Les banques sont probablement l’endroit ou la productivité est la plus forte, tout au moins au guichet.. Le personnel est capable de traiter plusieurs clients en meme temps avec une rapidité incroyable. Bien sur, il faut s’habituer à l’absence de confidentialité. C’est le royaume des tampons et du papier. Une rature sur le formulaire ? vous étes bon pour recommencer. Les superviseurs doivent valider chacune des opérations.

En raison du contrôle des changes et de la non-convertibilité de la monnaie à l’étranger, il n’est pas facile de sortir des fonds du pays. Pour les particuliers, les cartes bancaires peuvent rendre bien des services, mais les frais sont élevés. Pour une entreprise, l’achat de devises et leurs transferts ne peuvent se faire que sur présentation de factures et, à posteriori, sur justification du dédouanement. Pas de dates de valeur.

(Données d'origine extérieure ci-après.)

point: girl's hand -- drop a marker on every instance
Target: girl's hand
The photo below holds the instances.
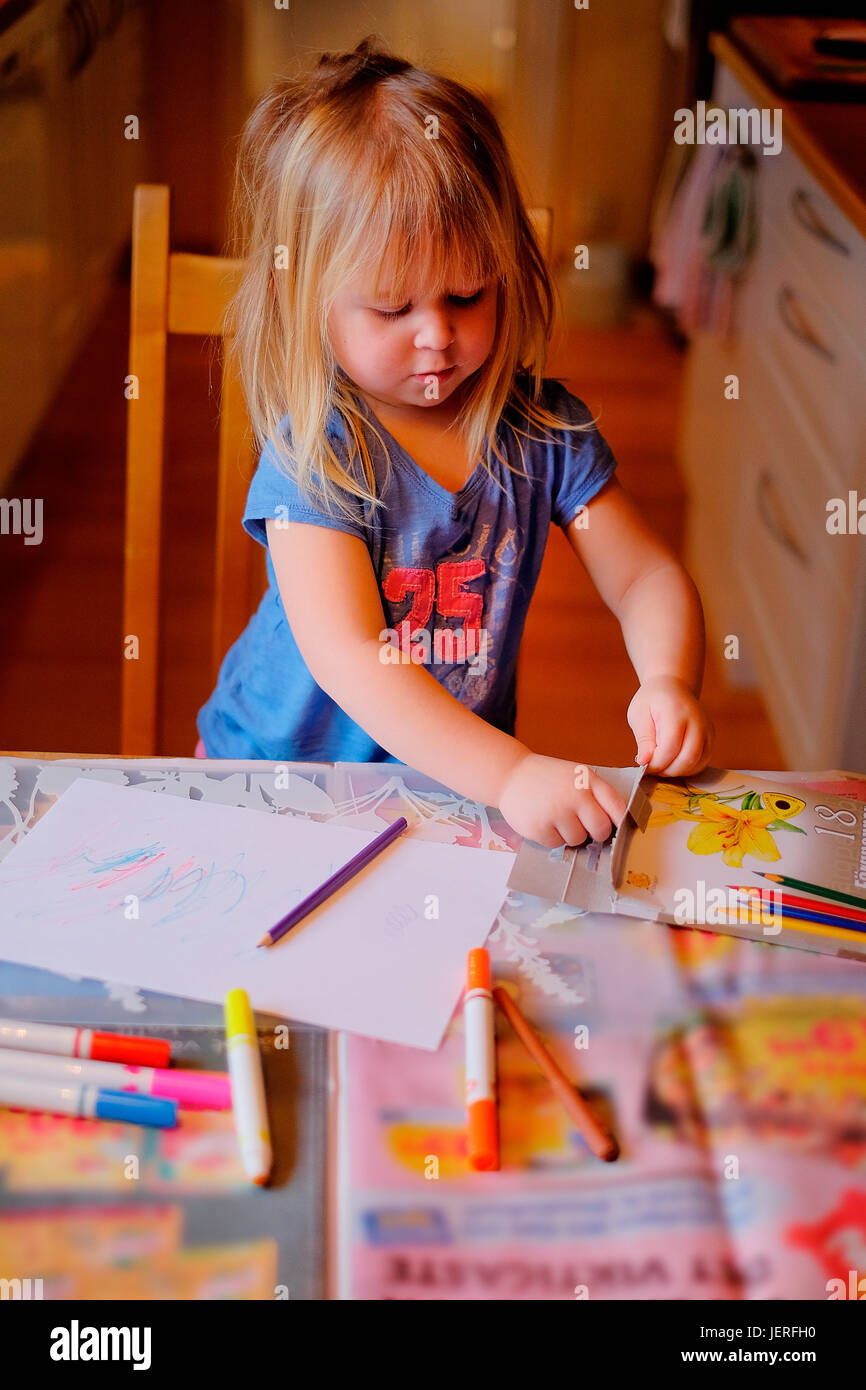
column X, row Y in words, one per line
column 556, row 802
column 673, row 730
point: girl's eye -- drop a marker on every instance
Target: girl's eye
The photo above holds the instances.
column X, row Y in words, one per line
column 460, row 300
column 392, row 313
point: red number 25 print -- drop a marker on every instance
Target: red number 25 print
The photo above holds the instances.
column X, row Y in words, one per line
column 446, row 583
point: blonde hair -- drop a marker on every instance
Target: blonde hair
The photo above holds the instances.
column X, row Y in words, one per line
column 337, row 173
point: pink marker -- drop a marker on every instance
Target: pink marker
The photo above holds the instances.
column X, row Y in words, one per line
column 192, row 1090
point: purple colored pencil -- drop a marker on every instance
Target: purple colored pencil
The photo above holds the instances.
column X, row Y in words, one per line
column 335, row 881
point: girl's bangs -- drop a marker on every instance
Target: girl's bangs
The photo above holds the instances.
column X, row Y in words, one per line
column 448, row 250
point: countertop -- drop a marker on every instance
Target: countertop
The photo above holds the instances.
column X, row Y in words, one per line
column 829, row 136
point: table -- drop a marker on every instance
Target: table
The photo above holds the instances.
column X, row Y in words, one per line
column 701, row 1050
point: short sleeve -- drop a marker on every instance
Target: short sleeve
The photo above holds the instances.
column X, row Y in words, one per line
column 275, row 494
column 583, row 459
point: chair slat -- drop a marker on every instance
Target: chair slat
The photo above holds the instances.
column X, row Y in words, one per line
column 237, row 552
column 199, row 289
column 145, row 430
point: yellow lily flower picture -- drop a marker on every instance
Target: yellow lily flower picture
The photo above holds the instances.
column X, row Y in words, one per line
column 733, row 833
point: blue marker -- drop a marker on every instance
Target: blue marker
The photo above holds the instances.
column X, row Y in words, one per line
column 22, row 1093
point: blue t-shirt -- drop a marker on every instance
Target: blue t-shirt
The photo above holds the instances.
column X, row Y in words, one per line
column 456, row 573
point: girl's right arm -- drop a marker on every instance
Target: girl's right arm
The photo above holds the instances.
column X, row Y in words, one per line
column 331, row 599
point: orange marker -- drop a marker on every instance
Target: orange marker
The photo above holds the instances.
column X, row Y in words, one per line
column 598, row 1139
column 480, row 1064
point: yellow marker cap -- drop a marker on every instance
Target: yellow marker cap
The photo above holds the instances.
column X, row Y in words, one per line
column 238, row 1014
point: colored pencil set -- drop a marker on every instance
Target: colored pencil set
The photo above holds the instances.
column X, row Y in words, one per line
column 827, row 911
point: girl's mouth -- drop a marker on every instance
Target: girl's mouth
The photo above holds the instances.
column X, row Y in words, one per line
column 439, row 375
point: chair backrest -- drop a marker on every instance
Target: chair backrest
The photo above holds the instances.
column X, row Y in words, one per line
column 175, row 292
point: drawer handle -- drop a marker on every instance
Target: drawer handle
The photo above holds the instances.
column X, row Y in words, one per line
column 770, row 514
column 797, row 323
column 808, row 216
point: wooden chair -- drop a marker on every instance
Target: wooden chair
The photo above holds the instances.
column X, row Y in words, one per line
column 175, row 292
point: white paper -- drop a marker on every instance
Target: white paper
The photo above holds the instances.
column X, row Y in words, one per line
column 207, row 881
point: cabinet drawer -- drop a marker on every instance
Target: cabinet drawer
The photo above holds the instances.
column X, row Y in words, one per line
column 787, row 323
column 830, row 249
column 799, row 466
column 811, row 224
column 798, row 609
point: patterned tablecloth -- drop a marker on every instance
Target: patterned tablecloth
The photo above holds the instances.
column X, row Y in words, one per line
column 733, row 1073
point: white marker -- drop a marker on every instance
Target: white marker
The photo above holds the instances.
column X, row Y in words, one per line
column 483, row 1144
column 192, row 1090
column 25, row 1093
column 248, row 1087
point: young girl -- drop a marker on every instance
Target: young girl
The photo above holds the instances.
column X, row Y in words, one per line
column 391, row 334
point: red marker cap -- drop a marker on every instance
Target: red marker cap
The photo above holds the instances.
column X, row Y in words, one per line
column 478, row 969
column 117, row 1047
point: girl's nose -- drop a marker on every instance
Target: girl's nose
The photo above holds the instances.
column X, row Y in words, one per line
column 435, row 332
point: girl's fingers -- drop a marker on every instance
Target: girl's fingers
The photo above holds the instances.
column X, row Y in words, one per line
column 572, row 829
column 594, row 818
column 688, row 758
column 667, row 748
column 609, row 799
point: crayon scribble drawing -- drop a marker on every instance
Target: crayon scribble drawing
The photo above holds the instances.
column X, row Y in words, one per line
column 170, row 894
column 146, row 881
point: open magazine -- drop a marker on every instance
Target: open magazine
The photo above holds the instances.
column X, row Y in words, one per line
column 768, row 856
column 731, row 1075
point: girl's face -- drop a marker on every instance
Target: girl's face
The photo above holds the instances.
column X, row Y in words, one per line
column 414, row 355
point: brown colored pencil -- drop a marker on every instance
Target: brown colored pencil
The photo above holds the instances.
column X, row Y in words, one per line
column 598, row 1139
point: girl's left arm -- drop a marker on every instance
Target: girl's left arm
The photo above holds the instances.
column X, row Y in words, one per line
column 662, row 620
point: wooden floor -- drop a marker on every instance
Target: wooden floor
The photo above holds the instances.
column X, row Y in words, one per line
column 61, row 622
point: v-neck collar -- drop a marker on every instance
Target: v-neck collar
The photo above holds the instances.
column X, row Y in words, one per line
column 396, row 451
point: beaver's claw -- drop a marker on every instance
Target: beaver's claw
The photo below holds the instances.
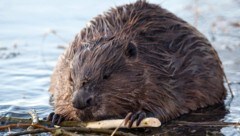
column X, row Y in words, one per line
column 55, row 119
column 131, row 117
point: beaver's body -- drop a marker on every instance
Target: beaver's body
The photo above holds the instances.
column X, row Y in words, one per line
column 137, row 58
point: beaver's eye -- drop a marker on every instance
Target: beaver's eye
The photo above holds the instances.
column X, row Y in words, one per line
column 131, row 51
column 83, row 83
column 106, row 76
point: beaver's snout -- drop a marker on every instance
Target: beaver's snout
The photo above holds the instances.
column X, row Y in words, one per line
column 81, row 99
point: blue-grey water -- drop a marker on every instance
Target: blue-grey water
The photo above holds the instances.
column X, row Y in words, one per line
column 32, row 34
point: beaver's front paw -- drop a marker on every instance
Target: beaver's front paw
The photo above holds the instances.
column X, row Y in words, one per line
column 131, row 117
column 55, row 119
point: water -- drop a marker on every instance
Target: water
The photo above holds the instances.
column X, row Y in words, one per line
column 29, row 47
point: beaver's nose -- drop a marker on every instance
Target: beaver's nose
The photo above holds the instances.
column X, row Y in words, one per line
column 81, row 100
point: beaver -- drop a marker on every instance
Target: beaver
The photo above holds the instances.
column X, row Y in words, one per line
column 137, row 58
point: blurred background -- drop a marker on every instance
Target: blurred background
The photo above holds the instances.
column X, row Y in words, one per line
column 34, row 33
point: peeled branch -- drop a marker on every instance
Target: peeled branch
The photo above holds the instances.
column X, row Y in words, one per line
column 108, row 124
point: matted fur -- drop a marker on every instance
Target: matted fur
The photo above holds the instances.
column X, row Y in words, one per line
column 175, row 68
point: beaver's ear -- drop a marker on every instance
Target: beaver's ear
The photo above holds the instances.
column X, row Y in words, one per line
column 131, row 51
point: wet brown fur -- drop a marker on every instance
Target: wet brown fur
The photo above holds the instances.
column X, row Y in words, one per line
column 175, row 70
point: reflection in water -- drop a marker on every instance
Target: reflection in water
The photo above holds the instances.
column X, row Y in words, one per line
column 28, row 52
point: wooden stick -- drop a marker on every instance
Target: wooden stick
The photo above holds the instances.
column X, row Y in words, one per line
column 107, row 124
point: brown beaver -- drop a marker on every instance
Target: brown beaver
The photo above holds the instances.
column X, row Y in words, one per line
column 137, row 58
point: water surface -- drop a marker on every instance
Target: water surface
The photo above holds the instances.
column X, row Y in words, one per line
column 32, row 32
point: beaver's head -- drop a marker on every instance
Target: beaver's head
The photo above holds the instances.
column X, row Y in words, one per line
column 107, row 77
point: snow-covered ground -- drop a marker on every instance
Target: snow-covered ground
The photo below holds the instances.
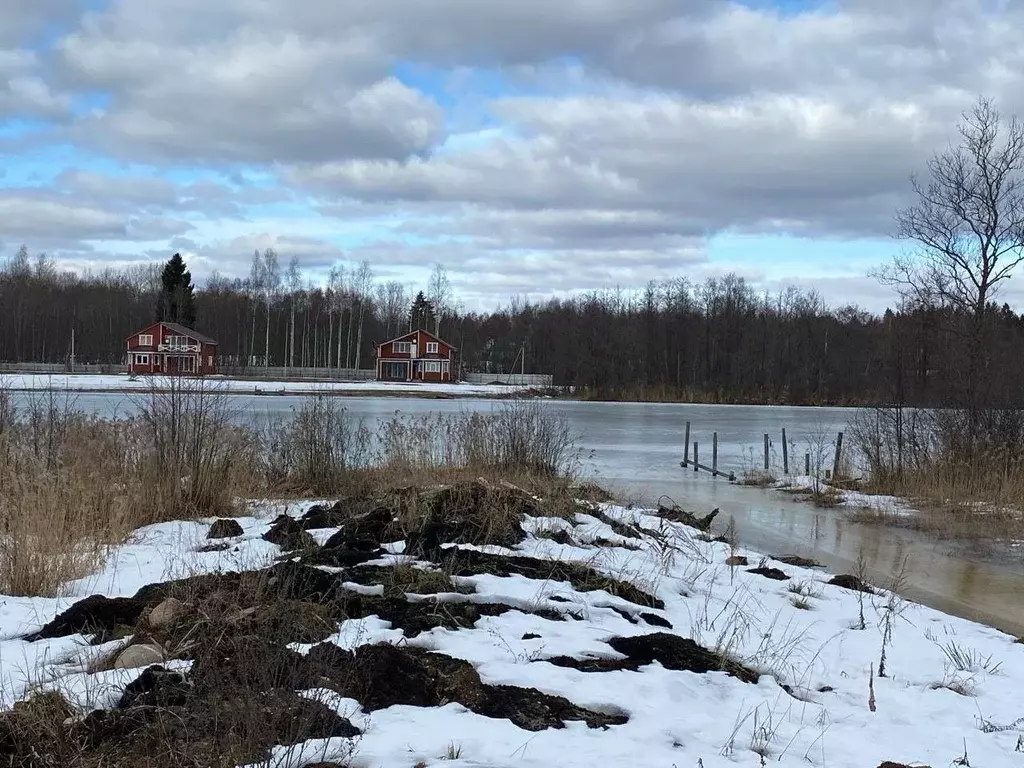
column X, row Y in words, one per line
column 855, row 500
column 121, row 382
column 801, row 632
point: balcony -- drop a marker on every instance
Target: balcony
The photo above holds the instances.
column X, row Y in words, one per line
column 178, row 347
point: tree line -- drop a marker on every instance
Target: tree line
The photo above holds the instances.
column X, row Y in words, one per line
column 717, row 340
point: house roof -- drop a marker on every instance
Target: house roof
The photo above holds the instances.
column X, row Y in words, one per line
column 184, row 331
column 419, row 330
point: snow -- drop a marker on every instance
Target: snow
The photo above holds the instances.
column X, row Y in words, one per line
column 121, row 382
column 676, row 718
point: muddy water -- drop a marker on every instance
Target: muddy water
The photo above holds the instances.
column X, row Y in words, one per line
column 635, row 449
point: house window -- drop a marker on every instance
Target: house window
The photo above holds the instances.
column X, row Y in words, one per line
column 394, row 370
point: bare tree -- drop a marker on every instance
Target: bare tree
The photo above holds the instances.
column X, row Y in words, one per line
column 254, row 288
column 271, row 286
column 968, row 228
column 364, row 283
column 293, row 280
column 439, row 293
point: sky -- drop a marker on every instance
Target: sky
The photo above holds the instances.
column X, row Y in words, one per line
column 535, row 148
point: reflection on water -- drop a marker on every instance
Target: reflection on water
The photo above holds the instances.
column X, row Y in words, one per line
column 635, row 449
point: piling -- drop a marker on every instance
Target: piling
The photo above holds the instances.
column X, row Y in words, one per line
column 839, row 455
column 785, row 455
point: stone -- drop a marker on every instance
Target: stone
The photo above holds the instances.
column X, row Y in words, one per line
column 141, row 655
column 166, row 613
column 224, row 528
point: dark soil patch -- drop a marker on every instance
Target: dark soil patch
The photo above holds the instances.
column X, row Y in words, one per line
column 93, row 615
column 401, row 580
column 601, row 542
column 622, row 528
column 676, row 514
column 676, row 652
column 595, row 665
column 382, row 676
column 288, row 534
column 224, row 528
column 584, row 579
column 797, row 561
column 217, row 547
column 558, row 537
column 848, row 582
column 655, row 621
column 774, row 573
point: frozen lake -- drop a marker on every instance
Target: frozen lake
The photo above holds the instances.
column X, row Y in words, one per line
column 635, row 450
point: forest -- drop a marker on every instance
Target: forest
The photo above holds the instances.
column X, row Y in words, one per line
column 718, row 340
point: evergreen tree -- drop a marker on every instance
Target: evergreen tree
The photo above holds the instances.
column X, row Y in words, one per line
column 176, row 301
column 422, row 313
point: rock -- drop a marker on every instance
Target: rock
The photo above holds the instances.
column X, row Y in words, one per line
column 166, row 613
column 288, row 534
column 848, row 582
column 773, row 573
column 139, row 655
column 224, row 528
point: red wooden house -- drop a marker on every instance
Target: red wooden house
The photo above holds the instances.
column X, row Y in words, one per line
column 418, row 355
column 170, row 348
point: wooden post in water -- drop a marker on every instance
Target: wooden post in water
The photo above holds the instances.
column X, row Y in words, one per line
column 839, row 456
column 785, row 455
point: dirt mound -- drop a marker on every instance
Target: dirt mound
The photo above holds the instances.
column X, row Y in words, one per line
column 774, row 573
column 382, row 676
column 289, row 534
column 677, row 514
column 676, row 652
column 584, row 579
column 93, row 615
column 225, row 528
column 848, row 582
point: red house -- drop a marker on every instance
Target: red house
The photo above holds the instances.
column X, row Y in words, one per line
column 418, row 355
column 170, row 348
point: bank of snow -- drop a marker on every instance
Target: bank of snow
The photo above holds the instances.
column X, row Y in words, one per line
column 119, row 383
column 951, row 684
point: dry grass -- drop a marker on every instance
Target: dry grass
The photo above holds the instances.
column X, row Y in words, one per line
column 72, row 486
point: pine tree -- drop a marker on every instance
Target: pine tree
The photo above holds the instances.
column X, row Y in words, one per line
column 176, row 302
column 422, row 313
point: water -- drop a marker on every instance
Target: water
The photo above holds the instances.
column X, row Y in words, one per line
column 635, row 449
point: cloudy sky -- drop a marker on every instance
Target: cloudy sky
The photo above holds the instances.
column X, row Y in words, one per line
column 534, row 147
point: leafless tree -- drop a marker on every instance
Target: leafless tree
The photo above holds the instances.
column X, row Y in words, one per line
column 967, row 228
column 439, row 293
column 271, row 287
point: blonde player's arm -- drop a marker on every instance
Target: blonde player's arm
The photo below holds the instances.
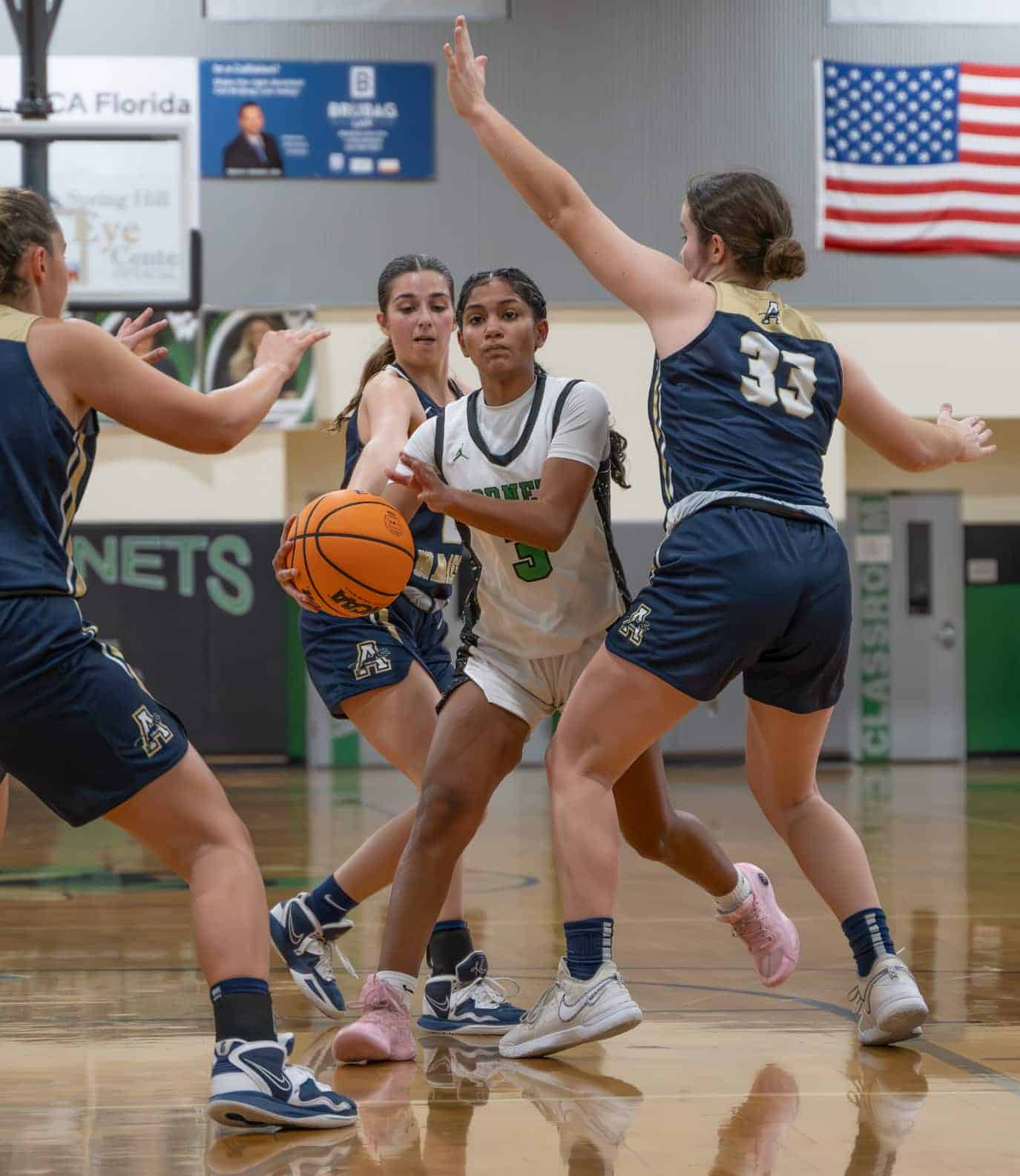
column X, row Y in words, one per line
column 909, row 443
column 86, row 365
column 653, row 284
column 386, row 419
column 544, row 522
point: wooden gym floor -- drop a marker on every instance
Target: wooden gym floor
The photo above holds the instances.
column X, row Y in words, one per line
column 106, row 1040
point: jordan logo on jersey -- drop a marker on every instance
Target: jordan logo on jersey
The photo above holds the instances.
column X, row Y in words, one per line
column 636, row 624
column 153, row 730
column 371, row 660
column 771, row 314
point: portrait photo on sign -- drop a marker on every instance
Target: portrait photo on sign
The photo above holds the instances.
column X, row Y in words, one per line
column 329, row 120
column 232, row 340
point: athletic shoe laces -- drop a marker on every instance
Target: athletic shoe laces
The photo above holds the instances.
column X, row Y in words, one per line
column 325, row 949
column 532, row 1015
column 863, row 994
column 487, row 991
column 753, row 929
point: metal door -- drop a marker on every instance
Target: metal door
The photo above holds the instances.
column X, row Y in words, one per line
column 929, row 708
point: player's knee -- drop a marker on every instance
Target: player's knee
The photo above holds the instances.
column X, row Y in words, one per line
column 447, row 813
column 652, row 845
column 786, row 808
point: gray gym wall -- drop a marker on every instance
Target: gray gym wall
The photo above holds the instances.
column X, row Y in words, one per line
column 634, row 96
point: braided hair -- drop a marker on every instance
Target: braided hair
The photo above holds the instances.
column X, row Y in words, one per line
column 528, row 292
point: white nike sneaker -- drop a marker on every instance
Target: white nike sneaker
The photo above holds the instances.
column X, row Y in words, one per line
column 889, row 1005
column 572, row 1011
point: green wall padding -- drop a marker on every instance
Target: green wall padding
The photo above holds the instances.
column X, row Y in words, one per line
column 993, row 668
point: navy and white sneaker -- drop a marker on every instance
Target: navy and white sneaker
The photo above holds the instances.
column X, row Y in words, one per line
column 253, row 1087
column 468, row 1002
column 306, row 947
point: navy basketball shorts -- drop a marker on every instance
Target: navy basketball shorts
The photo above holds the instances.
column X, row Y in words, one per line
column 76, row 724
column 738, row 590
column 349, row 656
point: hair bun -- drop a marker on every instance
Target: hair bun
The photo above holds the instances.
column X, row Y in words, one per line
column 785, row 260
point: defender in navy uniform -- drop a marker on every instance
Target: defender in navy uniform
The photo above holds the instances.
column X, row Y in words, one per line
column 76, row 724
column 387, row 672
column 752, row 578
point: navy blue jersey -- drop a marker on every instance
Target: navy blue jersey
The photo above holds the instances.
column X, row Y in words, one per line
column 45, row 463
column 747, row 409
column 437, row 542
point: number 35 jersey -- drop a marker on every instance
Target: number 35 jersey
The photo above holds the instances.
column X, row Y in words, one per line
column 528, row 602
column 747, row 409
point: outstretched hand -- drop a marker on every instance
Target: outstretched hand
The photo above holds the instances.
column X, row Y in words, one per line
column 465, row 72
column 420, row 477
column 973, row 435
column 138, row 333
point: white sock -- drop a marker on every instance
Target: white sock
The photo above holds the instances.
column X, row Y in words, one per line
column 401, row 982
column 727, row 902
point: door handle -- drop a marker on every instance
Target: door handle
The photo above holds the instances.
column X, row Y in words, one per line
column 946, row 636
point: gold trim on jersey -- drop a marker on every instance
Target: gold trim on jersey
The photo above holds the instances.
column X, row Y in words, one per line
column 76, row 466
column 665, row 469
column 14, row 323
column 766, row 309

Les étrangers qui vivent au Vietnam n’ont pas les mains libres en matière bancaire. S’il est facile d’ouvrir un compte bancaire (y compris en devise), il n’est pas si simple de l’alimenter. On ne peut le faire qu’au travers de transferts en devises depuis l’étranger ou du virement de son salaire depuis l’entreprise qui vous emploie (avec un contrat de contrat de travail officiel bien sur..). Impossible de faire des versements en espèce. Impossible d’acheter des devises. Les placements ne peuvent se faire qu’au guichet, sous la forme de dépôt à terme. Le terme ne peut pas dépasser la validité de votre visa..
Ainsi, tous les étrangers qui vivent de leur travail au Vietnam sans contrat de travail ne peuvent bénéficier des services bancaires.

Lors de la nouvelle année, les bons clients reçoivent des cadeaux, mais tous les clients ont droits a des calendriers. C’est la tradition depuis toujours. Certains sont magnifiques.